1 2 Previous Next 15 Replies Latest reply on Feb 8, 2013 9:17 AM by rhauch

    Can I use ModeShape for transactional large data?

    ozhou

      Hi Author,

       

      I'm currently evaluating ModeShape as data store to replace relational database since my data model is inherently hierachical and deep inheritance tree.

      There are basic two kinds of data I need to save.

      Considering I have a product catalog to descride all the product specification for vehicle insurance.

      I think ModeShape is good to handle such "master data" or "reference data".

       

      And then when the product is sold, insurance policy instance is generated according to the product specification, and then I need to save the policy instance to somewhere.

       

      The product catalog is only for product managers and has low concurrency and low load and small data.

      But policy can be generated very quickly and potentially very large data.

       

      My question is that does it make sense to use ModeShape to save policy data as well? Since it also has a herachical structure, I prefer using ModeShape as well.

      How it compared to relational database in terms of transcation, performance, scalability?

       

      Best wishes,

      Oliver

        • 1. Re: Can I use ModeShape for transactional large data?
          rhauch

          Oliver,

           

          What you describe does sound like a perfect fit for ModeShape, and your concepts sound like a great starting point.

          My question is that does it make sense to use ModeShape to save policy data as well? Since it also has a herachical structure, I prefer using ModeShape as well.

          Sure, it does make sense to use ModeShape to store the policy data as well, especially if it is hierarchical.

           

          One suggestion I would make is to be sure that you don't create flat hierarchies: don't create a parent node with milions of children (i.e., a flat hierarchy). Instead, if you have that many children, think of ways of splitting the children up into groups or "folders". For example, your policies will likely have an identifier, so you could create a multi-layer hierarchy just from the identifier by creating the first layer for the first few characters of the identifer, the second layer from the second few characters of the identifer, and continuing this as needed to get your distribution.

           

          For example, let's imagine a simple policy identifier pattern "[a-z]{4}\-[0-9]{3}", with "axrd-835" as an example identifier. We want all of our policies to be under the "/policy" node, but putting several million children under "/policies" (e.g., "/policies/axrd-835") would not perform well. But we can use the first two characters of the policy identifier to create a "folder" under which we'll place only the policies with identifiers beginning with that pair of characters. And we could do the same for second two characters. We'd our repository might look something like this:

           

            /policy/aa/aa/aaaa-001

            /policy/aa/aa/aaaa-002

            ...

            /policy/aa/ab/...

            /policy/aa/ac/...

            /policy/aa/ad/...

            ...

            /policy/ax/rd/axrd-835

             ...

             /policy/zz/zz/zzzz-999

           

          The benefit is that the first level of intermediate (and artificial) "folders" could contain up to 676 children (26x26), whereas the second-level folder would contain at most 999 children. Also, by using the complete identifier as the name of the policy nodes, we're still able to search and navigate by whole identifier and never need to "reconstitute" the identifier from a path.

           

          Note, however, that you should create these intermediate folders only when needed. In other words, don't pre-create the "/policy/zz/zz" node until you actually have a policy with an identifier that begins with "zzzz".

           

          We use this approach internally, except that we use UUIDs or SHA1s (which happen to have the added property that they are very well distributed).

           

          How it compared to relational database in terms of transcation, performance, scalability?
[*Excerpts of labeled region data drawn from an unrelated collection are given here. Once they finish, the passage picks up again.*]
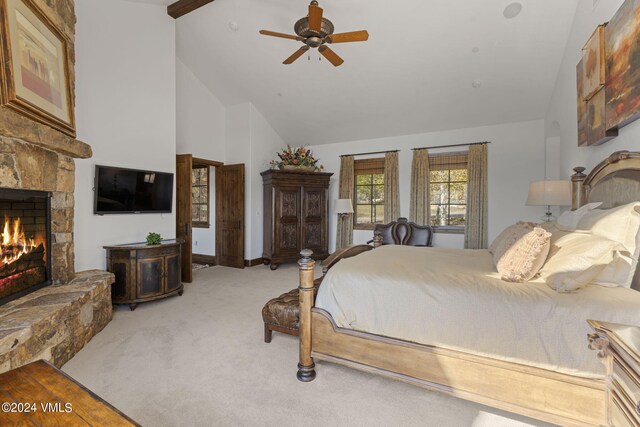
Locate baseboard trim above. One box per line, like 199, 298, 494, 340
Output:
244, 258, 264, 267
191, 254, 218, 265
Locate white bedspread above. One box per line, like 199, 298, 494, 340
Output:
316, 245, 640, 377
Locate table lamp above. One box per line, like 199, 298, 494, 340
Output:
526, 180, 571, 222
          Functionally, ModeShape supports transactions, so writing your application will be very similar. ModeShape also scales and performs well, but honestly you need to try ModeShape for yourself. I'd suggest building a very, versy simple proof of concept to see how it performs and to determine how your application will access the data (since this should inform the particulars of your repository structure, such as node types, hierarchical structure, queries, etc.).

           

          But because ModeShape is designed specifically to be hierarchical, it will likely do this better than a relational database. It is very difficult to design a relational database that allows very efficient and deep navigation, and any such database design will likely be quite convoluted.

          • 2. Re: Can I use ModeShape for transactional large data?
            ozhou

            Hi Randall,

             

            Thanks for detailed explanation. I have set up the enviroment yesterday and can run an standalone "Hello World" ModeShape application.

            I have a set of classes (about 20) annotated with JPA annotation because I used to use Hibernate to store data.

            Based on my understanding, ModeShape is just a hierarchical database, it doesn't contain a "ORM" out of the box.

             

            Image the following case:

            An insurance product is saved into ModeShape. A product can have multiple levels of child nodes.

            Next time, this product is loaded from ModeShape and convert to corresponding Java Object Graph.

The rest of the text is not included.